This year, the European Union Agency for Cybersecurity, ENISA, is celebrating its 20th anniversary and what grim times to do that in. According to Executive Director Juhan Lepassaar, "the threat landscape has been severely impacted over the past 2 years by the Russian war of aggression and other geopolitical tensions via distributed denial-of-service (DDoS) and ransomware attacks, a huge rise in information manipulation, and attacks against data to be used for extortion.”

ENISA's Single Programming Document 2024-2026 reflects this assessment as it details the agency's multi-annual planning, its work program for 2024 and multi-annual staff planning. The document lays out the state of play of the EU cybersecurity policy landscape and ENISA's role in the implementation of many of the associated legislative texts.

The agency will play an important role in the implementation of the Cyber Resilience Act. It is expected to be the central body receiving notifications from manufacturers of actively exploited vulnerabilities contained in connected products, as well as incidents that have an impact on the security of those products. It will also be tasked with preparing a biennial technical report on emerging trends regarding cybersecurity risks in products with digital elements.

In addition, the report underlines ENISA's role in supporting the mapping of cyber legislation initiatives in the finance sector and its collaboration with other EU stakeholders on cybersecurity aspects of the Digital Operational Resilience Act, including crisis management, incident reporting and information sharing. When it comes to artificial intelligence, the agency will focus on fostering understanding of the interplay between cybersecurity and AI and how this can affect the availability, safety or resilience of future AI services and applications. The agency plans to monitor existing initiatives from member states in this area of AI and machine learning and continue to provide good security practices and guidelines.

Elsewhere:

  • Italy's data protection authority, the Garante, came out this week with enforcement decisions following its investigation on organizations' obligation to communicate contact details of data protection officers. The first wave of sanctions applies to four municipalities, with fines of 2,000 euros.

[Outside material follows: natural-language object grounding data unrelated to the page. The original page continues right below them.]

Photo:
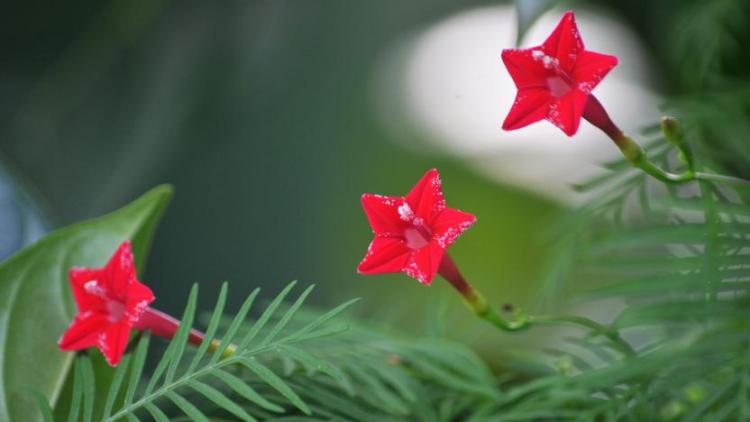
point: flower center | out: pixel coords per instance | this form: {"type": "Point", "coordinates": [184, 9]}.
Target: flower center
{"type": "Point", "coordinates": [417, 236]}
{"type": "Point", "coordinates": [558, 86]}
{"type": "Point", "coordinates": [115, 310]}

One was also found to be in breach of compliance of the obligation to appoint a DPO, resulting in a fine of 5,000 euros.
  • Following approval of the final draft of the EU AI Act by the member states, the European Parliament will vote next, first at committee level expected next week and then in plenary session expected on 10 or 11 April.
  • The IAPP Madrid KnowledgeNet Chapter is planning a big gathering next week around "Innovation, Technology and Personal Data: Horizon and challenges in 2024." With such an ambitious discussion topic must come a solid program. The agenda features Director of the Spanish Data Protection Agency Mar España Martí, representatives from the Madrid Bar Association and data protection officers from groups including Publicis, Colt, Orange Spain, Iberia, Haleon and many others.